O Tribunal Superior Eleitoral (TSE) suspendeu, nesta terça-feira (9), o julgamento em plenário que analisa a validade e a legalidade da divulgação de uma pesquisa de intenção de voto para a presidência da República realizada pelo instituto AtlasIntel. A análise do caso foi interrompida após um pedido de vista formulado pela ministra Estela Aranha. Até o momento da interrupção, o placar marcava 1 a 0 para referendar o veto ao estudo, com o voto do relator. Não há uma data fixada para a retomada dos debates na Corte.
A controvérsia jurídica teve início na segunda-feira (8), quando o presidente do TSE, ministro Kassio Nunes Marques, atendeu de forma individual a um pedido de liminar protocolado pelo Partido Liberal (PL). Kassio determinou a suspensão imediata da circulação do levantamento, por entender que o questionário aplicado induziu as respostas dos eleitores.

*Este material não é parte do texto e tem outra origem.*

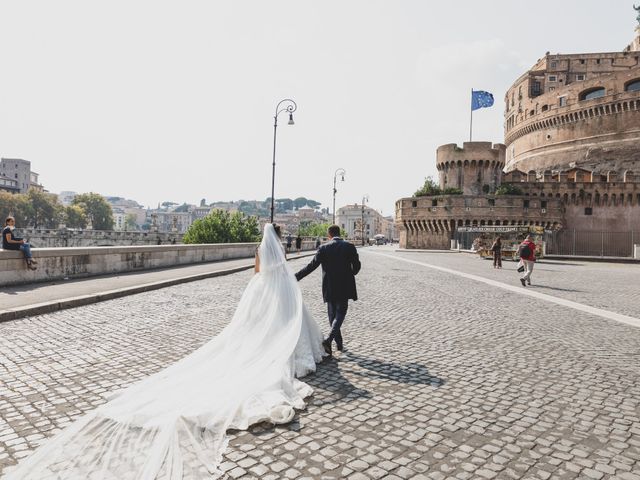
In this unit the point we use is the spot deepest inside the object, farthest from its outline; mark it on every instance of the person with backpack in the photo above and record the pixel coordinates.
(496, 248)
(527, 252)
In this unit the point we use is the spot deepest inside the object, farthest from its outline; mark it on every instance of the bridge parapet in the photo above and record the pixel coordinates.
(64, 263)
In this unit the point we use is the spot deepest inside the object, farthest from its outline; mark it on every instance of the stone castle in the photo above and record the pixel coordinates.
(571, 152)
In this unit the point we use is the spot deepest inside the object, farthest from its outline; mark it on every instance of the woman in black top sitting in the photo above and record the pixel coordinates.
(11, 242)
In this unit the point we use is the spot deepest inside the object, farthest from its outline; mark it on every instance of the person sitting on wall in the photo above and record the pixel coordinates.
(11, 242)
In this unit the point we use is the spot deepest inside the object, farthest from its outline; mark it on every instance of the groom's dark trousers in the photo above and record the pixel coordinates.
(337, 311)
(340, 263)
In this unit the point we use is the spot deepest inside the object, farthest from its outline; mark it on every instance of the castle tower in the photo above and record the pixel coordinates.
(476, 168)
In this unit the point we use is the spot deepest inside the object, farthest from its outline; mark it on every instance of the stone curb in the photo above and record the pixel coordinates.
(72, 302)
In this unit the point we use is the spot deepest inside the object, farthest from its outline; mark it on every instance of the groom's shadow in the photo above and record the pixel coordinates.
(411, 373)
(329, 386)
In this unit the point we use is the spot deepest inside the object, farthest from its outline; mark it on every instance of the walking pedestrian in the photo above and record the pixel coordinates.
(11, 242)
(496, 248)
(527, 253)
(298, 243)
(340, 263)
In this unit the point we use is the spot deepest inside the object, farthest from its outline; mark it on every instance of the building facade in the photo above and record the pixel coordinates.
(350, 218)
(571, 154)
(577, 110)
(475, 168)
(19, 170)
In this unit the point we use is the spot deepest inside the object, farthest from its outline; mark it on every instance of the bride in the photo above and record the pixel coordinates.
(172, 425)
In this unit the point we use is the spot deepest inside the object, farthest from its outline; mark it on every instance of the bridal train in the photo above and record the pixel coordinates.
(172, 425)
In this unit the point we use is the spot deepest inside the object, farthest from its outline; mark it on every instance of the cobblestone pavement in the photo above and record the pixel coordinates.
(443, 378)
(611, 286)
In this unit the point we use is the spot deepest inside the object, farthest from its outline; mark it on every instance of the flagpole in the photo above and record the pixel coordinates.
(471, 121)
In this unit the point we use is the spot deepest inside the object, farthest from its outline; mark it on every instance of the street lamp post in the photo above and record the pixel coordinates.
(286, 105)
(365, 198)
(341, 172)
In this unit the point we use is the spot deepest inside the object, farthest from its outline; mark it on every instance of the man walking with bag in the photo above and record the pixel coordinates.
(527, 252)
(340, 263)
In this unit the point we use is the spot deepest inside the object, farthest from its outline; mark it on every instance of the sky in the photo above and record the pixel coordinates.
(160, 100)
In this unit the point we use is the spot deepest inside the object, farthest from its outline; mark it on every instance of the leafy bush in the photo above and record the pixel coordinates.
(220, 226)
(428, 189)
(508, 189)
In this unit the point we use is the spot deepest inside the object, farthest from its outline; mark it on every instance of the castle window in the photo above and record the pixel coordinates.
(592, 93)
(632, 86)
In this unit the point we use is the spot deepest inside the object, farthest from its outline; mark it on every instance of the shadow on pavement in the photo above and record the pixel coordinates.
(544, 287)
(409, 373)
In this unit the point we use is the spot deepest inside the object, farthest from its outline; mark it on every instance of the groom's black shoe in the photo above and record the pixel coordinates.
(326, 344)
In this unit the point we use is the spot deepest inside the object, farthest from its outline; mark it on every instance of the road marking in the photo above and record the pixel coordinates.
(618, 317)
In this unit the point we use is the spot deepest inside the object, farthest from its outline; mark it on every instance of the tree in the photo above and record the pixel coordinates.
(220, 226)
(44, 209)
(428, 189)
(75, 217)
(314, 229)
(97, 209)
(130, 223)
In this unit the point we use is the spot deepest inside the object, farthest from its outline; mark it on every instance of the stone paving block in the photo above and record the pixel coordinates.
(434, 383)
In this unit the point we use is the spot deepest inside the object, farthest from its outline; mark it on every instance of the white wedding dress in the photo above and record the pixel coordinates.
(172, 425)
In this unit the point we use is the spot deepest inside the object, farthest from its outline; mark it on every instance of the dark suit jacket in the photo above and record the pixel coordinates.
(340, 264)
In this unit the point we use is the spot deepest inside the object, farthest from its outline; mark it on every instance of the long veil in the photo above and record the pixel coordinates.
(172, 425)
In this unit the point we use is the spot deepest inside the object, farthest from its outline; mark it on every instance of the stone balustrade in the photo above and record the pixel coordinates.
(60, 263)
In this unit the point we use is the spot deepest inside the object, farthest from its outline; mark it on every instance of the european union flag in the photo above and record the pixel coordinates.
(480, 99)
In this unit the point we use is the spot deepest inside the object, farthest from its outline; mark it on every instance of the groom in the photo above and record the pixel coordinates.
(340, 264)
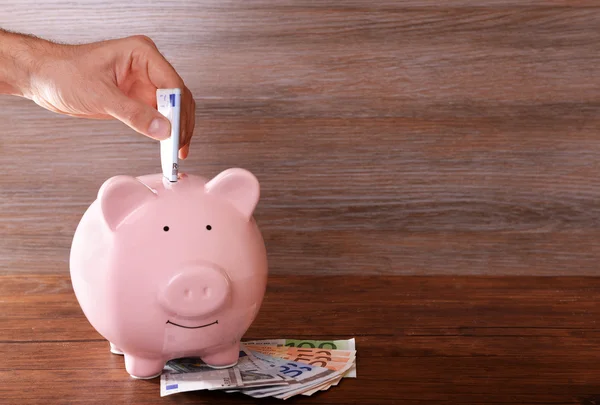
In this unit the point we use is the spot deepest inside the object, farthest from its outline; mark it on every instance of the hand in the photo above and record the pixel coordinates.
(109, 79)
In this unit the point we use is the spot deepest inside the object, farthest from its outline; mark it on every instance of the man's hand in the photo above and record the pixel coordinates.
(103, 80)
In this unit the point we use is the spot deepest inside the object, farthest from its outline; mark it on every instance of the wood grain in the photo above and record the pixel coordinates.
(462, 340)
(389, 137)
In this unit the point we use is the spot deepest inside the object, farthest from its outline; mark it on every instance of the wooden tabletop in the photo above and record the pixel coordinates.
(429, 186)
(420, 340)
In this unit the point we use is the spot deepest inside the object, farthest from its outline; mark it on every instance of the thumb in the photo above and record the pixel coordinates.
(138, 116)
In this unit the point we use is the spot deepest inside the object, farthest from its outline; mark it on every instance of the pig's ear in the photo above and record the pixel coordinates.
(120, 196)
(239, 187)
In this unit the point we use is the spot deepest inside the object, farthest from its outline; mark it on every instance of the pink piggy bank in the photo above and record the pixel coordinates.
(167, 270)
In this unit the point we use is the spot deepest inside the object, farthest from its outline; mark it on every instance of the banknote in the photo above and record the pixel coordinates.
(280, 368)
(191, 374)
(172, 383)
(349, 344)
(331, 359)
(305, 377)
(306, 343)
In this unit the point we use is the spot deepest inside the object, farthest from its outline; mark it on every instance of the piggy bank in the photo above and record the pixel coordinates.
(167, 270)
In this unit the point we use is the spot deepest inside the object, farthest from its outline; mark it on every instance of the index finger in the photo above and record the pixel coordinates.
(163, 75)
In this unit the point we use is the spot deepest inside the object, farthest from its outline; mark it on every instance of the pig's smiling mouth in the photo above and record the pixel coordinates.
(194, 327)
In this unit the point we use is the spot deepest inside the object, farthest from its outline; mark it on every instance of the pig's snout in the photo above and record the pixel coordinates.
(195, 292)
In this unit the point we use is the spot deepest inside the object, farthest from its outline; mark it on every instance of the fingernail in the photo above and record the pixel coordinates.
(159, 129)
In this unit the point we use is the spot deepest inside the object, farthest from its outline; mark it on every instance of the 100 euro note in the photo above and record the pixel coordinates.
(349, 344)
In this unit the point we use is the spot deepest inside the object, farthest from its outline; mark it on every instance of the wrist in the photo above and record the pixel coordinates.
(20, 55)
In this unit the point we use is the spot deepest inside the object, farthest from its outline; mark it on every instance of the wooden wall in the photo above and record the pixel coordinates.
(398, 137)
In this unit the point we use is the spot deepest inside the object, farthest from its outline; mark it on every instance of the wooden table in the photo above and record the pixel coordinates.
(429, 178)
(420, 340)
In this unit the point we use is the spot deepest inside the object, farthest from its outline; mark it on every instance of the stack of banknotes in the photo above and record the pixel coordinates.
(280, 368)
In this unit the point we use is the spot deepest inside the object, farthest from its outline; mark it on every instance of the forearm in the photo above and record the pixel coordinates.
(19, 55)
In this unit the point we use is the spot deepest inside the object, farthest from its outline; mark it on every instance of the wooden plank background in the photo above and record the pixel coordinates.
(389, 137)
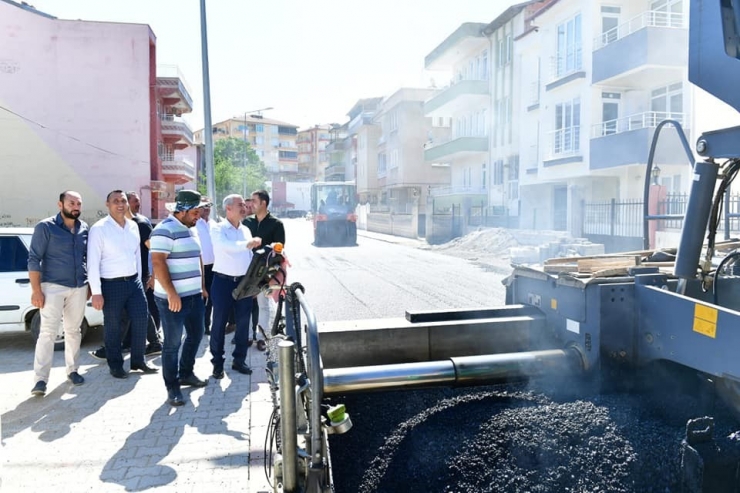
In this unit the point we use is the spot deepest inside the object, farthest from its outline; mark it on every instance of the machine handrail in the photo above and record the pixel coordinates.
(315, 374)
(648, 175)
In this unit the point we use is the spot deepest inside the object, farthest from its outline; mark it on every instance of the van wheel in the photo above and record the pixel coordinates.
(59, 340)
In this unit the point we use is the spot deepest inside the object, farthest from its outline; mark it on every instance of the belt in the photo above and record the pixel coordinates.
(230, 278)
(117, 279)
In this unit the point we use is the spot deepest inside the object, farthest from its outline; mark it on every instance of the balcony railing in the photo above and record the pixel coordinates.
(174, 124)
(564, 64)
(649, 119)
(459, 190)
(651, 18)
(175, 165)
(565, 142)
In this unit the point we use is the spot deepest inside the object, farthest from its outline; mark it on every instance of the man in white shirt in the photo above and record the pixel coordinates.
(114, 273)
(203, 227)
(232, 248)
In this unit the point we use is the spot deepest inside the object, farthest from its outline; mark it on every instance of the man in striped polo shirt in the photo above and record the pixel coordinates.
(179, 291)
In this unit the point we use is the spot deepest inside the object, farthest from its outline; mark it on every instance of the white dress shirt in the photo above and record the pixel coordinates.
(112, 251)
(232, 257)
(204, 238)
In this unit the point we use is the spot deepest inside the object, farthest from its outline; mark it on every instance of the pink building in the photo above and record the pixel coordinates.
(82, 108)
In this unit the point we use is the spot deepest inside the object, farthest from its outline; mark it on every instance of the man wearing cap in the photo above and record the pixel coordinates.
(179, 291)
(203, 230)
(232, 247)
(114, 273)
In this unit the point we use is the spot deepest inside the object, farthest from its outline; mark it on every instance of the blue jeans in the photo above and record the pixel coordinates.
(190, 317)
(118, 296)
(223, 303)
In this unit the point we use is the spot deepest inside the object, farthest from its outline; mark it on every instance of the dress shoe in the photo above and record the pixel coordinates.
(241, 368)
(144, 368)
(193, 381)
(75, 378)
(39, 389)
(174, 398)
(118, 373)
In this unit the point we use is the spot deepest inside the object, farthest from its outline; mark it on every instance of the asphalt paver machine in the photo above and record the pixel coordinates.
(555, 321)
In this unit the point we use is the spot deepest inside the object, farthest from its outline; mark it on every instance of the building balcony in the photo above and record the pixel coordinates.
(340, 145)
(177, 170)
(627, 141)
(647, 51)
(173, 88)
(364, 118)
(458, 97)
(455, 149)
(563, 146)
(334, 172)
(176, 131)
(465, 39)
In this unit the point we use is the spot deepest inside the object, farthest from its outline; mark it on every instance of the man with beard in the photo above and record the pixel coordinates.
(58, 275)
(114, 271)
(271, 230)
(179, 291)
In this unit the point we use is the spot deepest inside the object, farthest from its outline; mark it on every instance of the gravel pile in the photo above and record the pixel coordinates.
(512, 439)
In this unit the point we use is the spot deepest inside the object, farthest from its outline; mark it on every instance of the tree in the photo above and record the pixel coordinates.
(229, 159)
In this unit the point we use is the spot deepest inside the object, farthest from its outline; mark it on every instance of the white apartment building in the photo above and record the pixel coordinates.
(464, 104)
(402, 177)
(597, 79)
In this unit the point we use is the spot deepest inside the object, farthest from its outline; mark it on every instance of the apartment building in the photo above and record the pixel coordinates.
(608, 74)
(352, 146)
(274, 142)
(464, 104)
(83, 107)
(340, 151)
(312, 155)
(402, 177)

Com a ordem, a pesquisa foi proibida de permanecer nos canais oficiais da AtlasIntel, de ser republicada por terceiros ou de receber impulsionamento pago nas redes sociais.
A amostragem estatística em discussão foi divulgada no dia 19 de maio e apontava uma oscilação negativa de cinco pontos porcentuais nas intenções de voto do senador Flávio Bolsonaro (PL-RJ), pré-candidato ao Planalto.
A queda foi associada pelo instituto ao surgimento público de diálogos gravados entre o parlamentar e o banqueiro Daniel Vorcaro. O PL contestou judicialmente a inclusão de perguntas específicas sobre o chamado “caso Master”, além do fato de os entrevistados terem sido submetidos a um arquivo de áudio no qual o senador pedia recursos financeiros ao banqueiro para produzir o filme Dark Horse, uma cinebiografia do ex-presidente Jair Bolsonaro.
Limites metodológicos e uso de mídias
Durante a sessão desta terça-feira, o ministro Kassio Nunes Marques reafirmou seu posicionamento técnico contra a pesquisa. Ele argumentou que existem elementos consistentes que apontam para o comprometimento da neutralidade metodológica do questionário.
“A existência de sequência de perguntas que, ao menos em juízo de cognição sumária, aparentam extrapolar a simples aferição neutra da opinião pública para introduzir estímulos narrativos possivelmente aptos a influenciar as respostas”, pontuou o presidente da Corte Eleitoral antes do pedido de vista.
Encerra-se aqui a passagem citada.